Un bond de près de 80% du chiffre d’affaires des cent premiers acteurs de la fintech française d’une année sur l’autre, à 1,9 milliard d’euros : c’est l’illustration du véritable coup d’accélérateur dont bénéficie l’activité de ces jeunes pousses de la finance. Elles se montrent d’ailleurs très optimistes quant à leur avenir : plus de 80% d’entre elles tablent sur une croissance supérieure à 30% en 2023 comme en 2024 et elles recrutent, puisque leurs effectifs ont grossi de près de 40% en 2022 (et 96% prévoient de recruter dans les six mois).
Menée pour la deuxième année par Truffle Capital et Finance Innovation, en partenariat avec le groupe BPCE et Sopra Steria, cette enquête (Palmarès Fintech 100) livre un panorama complet des tendances à l’œuvre dans cet univers. Les enseignements sont nombreux : leurs perspectives de croissance, mais aussi leurs principaux domaines d’activité, les technologies sur lesquelles elles s’appuient, les marchés et clientèles visés, leurs cadres réglementaires, leurs politiques RH, leurs modes de collaboration avec leur écosystème et bien sûr leurs défis du moment !
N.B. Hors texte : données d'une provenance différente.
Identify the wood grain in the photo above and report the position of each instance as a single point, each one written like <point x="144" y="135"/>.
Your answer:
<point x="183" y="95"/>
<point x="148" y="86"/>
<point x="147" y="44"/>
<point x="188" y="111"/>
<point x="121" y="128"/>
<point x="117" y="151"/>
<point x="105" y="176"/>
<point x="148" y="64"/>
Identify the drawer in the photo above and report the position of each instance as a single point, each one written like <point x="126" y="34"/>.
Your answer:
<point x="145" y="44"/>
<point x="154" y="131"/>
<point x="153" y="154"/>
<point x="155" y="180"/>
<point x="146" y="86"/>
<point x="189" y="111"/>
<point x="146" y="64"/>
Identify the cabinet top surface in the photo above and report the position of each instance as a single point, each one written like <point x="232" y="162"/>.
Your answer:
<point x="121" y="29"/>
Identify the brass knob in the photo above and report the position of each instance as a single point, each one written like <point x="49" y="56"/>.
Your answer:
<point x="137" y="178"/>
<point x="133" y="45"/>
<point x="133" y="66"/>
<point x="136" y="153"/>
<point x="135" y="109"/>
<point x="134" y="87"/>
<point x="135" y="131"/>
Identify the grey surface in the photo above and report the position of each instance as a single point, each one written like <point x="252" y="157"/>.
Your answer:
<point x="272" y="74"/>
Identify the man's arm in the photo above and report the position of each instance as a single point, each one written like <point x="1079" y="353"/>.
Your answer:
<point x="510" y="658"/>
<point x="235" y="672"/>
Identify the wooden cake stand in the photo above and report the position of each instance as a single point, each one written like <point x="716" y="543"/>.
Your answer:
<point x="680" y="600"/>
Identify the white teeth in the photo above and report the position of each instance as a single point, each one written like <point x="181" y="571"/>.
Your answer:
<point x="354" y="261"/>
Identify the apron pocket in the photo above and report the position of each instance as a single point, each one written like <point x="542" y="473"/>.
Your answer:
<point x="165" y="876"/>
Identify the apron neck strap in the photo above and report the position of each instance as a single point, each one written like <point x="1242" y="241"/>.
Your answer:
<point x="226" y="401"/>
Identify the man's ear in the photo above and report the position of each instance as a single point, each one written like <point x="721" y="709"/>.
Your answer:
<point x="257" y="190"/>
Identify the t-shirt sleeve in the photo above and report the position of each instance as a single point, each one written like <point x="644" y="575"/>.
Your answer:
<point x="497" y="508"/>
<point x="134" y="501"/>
Les paiements, premier domaine d’activité
En termes de domaines d’activité, la hiérarchie évolue : le trio de tête est désormais composé, dans l’ordre, des paiements, suivis de l’assurance et des services financiers aux entreprises. A eux trois, ils pèsent pour plus de 60% de l’activité des 190 fintechs ayant répondu à l’enquête. « Les services financiers aux entreprises, inaccessibles auparavant car trop coûteux en ressources humaines, s’adressent spécifiquement aux petites entreprises et sont très automatisés pour être plus rentables. Nous devrions d’ailleurs assister à une montée en puissance de la regtech et du process automation, l’automatisation des processus de contrôle » constate Bernard-Louis Roques, co-fondateur et directeur général de Truffle Capital. Sans surprise, dans un univers financier très régulé, afin d’exercer leur activité, une large proportion des acteurs (61%) déclare disposer d’un agrément ou d’une autorisation. Principalement deux activités le nécessitent : l’assurance (« Intermédiaire en assurance » pour 37%) et le paiement (entre 19 et 21% selon les agréments).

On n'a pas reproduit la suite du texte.